For starters, we need to see our worth. As a community of people living with pain, we must recognize that our lives matter. Becoming empowered is key. It is only then that we can properly advocate for our fellow pain warriors and ourselves. In turn, we invoke a positive, productive conversation about chronic pain filled with compassion, knowledge and courage that commands national attention.
What can we do?
Perhaps a White House petition asking that part of the $1-billion granted toward the opioid epidemic is utilized to help the chronic pain pandemic in America. Or how about educating the public about the difference between a person who seeks relief from pain and the person who is abusing medication or is dealing with the disease of addiction.
Write to your lawmakers and tell them how your life is impacted due to pain.
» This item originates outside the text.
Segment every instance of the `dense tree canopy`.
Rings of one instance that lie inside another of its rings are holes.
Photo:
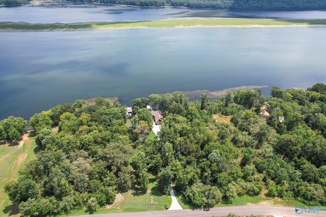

Each of us deserves to be treated for his or her pain individually, following the best course of treatment deemed by a medical provider. People with pain must have access to all therapies and treatments, and our government should not only support that but also mandate that such action occurs.
It is time to turn this frustration we feel into action. Will you join U.S. Pain Foundation in advocating for further pain research, access to all forms of care (including integrative and complementary therapies), and legislation that fulfills the needs of people with pain and help the general public and healthcare professionals better understand chronic pain?
This is our moment to stand as one, to be unified and to make the change we need, the change we desire and the change that is right.